When the porous membrane is prepared by stretching the fluorine-based resin-based film, fine fibrils are formed from the fluorine-based resin particles under high temperature and high pressure conditions, and fine pores can be formed by the nodule structures connected to each other by the fibrils. In order to form a bond between the Brill and the bond between the fluorine-based resin particles tightly and to produce a porous membrane having small pores, it is necessary to minimize the use of lubricant. However, when the content of the lubricant compared to the resin is too small, the surface film is clogged and a smooth surface is formed because the load on the surface of the preform is increased in the process of manufacturing a preform, rolling, extrusion, etc. Anger may occur. When the surface filming phenomenon occurs, since the pores disappear on the surface, the lubricant cannot be discharged outside in the drying process, and the lubricant that has not been discharged outside is vaporized by high heat in a process such as stretching, and then inside the membrane This may cause peeling or excite the inside of the sample, causing defects. Accordingly, in the present invention, the lubricant may be used in an amount of 10 to 30 parts by weight, more specifically 15 to 30 parts by weight based on 100 parts by weight of the fluorine-based resin.

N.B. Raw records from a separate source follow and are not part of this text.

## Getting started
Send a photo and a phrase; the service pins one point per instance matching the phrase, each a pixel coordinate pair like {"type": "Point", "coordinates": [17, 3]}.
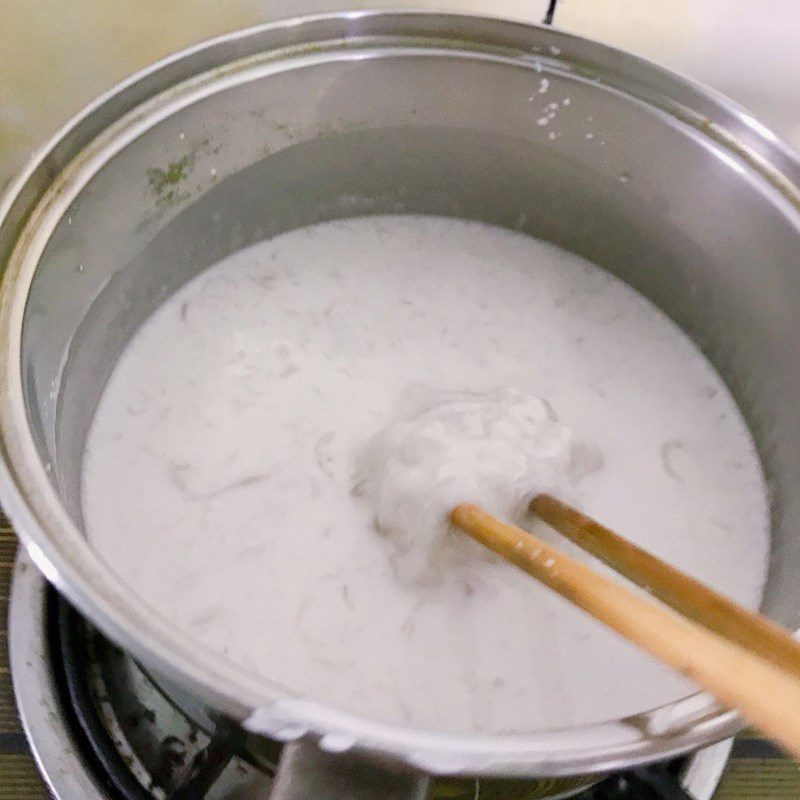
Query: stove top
{"type": "Point", "coordinates": [103, 730]}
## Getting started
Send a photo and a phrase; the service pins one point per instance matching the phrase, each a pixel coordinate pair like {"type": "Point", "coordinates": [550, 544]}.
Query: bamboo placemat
{"type": "Point", "coordinates": [757, 770]}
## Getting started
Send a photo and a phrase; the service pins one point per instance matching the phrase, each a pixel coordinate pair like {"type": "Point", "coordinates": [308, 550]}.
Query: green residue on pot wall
{"type": "Point", "coordinates": [165, 183]}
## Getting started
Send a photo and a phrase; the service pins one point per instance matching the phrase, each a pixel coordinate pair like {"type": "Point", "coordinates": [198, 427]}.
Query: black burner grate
{"type": "Point", "coordinates": [71, 642]}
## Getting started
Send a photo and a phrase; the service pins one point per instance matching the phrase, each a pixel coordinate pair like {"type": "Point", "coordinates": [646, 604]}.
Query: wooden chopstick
{"type": "Point", "coordinates": [685, 594]}
{"type": "Point", "coordinates": [767, 695]}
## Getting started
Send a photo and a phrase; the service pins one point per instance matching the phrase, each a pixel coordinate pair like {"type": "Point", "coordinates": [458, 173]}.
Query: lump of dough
{"type": "Point", "coordinates": [498, 450]}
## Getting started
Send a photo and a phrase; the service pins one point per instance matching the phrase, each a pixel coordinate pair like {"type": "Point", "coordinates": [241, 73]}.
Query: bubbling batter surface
{"type": "Point", "coordinates": [231, 470]}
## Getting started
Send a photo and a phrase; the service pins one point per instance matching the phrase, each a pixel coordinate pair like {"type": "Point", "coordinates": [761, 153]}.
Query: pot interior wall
{"type": "Point", "coordinates": [694, 228]}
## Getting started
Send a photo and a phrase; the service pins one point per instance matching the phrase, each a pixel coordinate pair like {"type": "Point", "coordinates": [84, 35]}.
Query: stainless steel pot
{"type": "Point", "coordinates": [672, 188]}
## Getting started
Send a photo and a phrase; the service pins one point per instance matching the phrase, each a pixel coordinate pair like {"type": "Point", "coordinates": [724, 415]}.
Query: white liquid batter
{"type": "Point", "coordinates": [220, 471]}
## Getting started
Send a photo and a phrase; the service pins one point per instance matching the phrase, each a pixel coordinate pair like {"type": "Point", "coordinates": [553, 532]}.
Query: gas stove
{"type": "Point", "coordinates": [100, 728]}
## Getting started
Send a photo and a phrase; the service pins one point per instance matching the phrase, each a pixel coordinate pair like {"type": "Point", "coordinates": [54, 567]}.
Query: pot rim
{"type": "Point", "coordinates": [30, 209]}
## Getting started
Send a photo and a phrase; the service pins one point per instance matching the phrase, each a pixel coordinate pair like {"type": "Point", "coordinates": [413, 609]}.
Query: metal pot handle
{"type": "Point", "coordinates": [305, 772]}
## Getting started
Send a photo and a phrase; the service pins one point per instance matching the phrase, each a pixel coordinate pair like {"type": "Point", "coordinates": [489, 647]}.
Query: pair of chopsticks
{"type": "Point", "coordinates": [744, 659]}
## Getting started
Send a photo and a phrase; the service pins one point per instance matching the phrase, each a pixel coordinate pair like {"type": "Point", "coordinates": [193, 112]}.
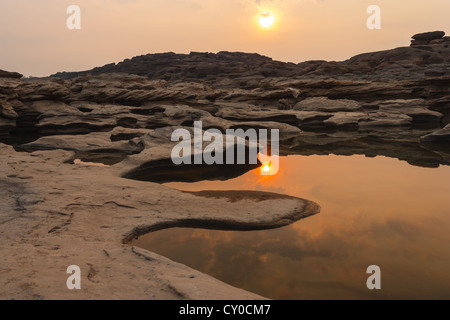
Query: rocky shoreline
{"type": "Point", "coordinates": [393, 103]}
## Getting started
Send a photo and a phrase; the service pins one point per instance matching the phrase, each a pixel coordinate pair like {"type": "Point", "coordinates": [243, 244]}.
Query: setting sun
{"type": "Point", "coordinates": [266, 19]}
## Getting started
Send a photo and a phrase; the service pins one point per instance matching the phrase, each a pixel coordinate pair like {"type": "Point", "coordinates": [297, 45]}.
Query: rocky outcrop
{"type": "Point", "coordinates": [7, 74]}
{"type": "Point", "coordinates": [392, 103]}
{"type": "Point", "coordinates": [434, 37]}
{"type": "Point", "coordinates": [438, 137]}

The mixing of the fluorine-based resin and the lubricant may be performed according to a conventional method, and after mixing, a process of aging for a certain period of time for uniform mixing of each component in the mixture may be selectively performed. The aging can be carried out by specifically maintaining at a temperature of 30 to 50 ℃ for 12 to 24 hours.

In addition, after the mixing and optionally aging process, prior to performing the extrusion process, a process of forming a preform by applying pressure to the mixture, that is, the fluorine-based resin-containing composition may be selectively performed. The preform forming process may be specifically performed by applying a pressure of 1 to 5 MPa to the mixture or the aged mixture.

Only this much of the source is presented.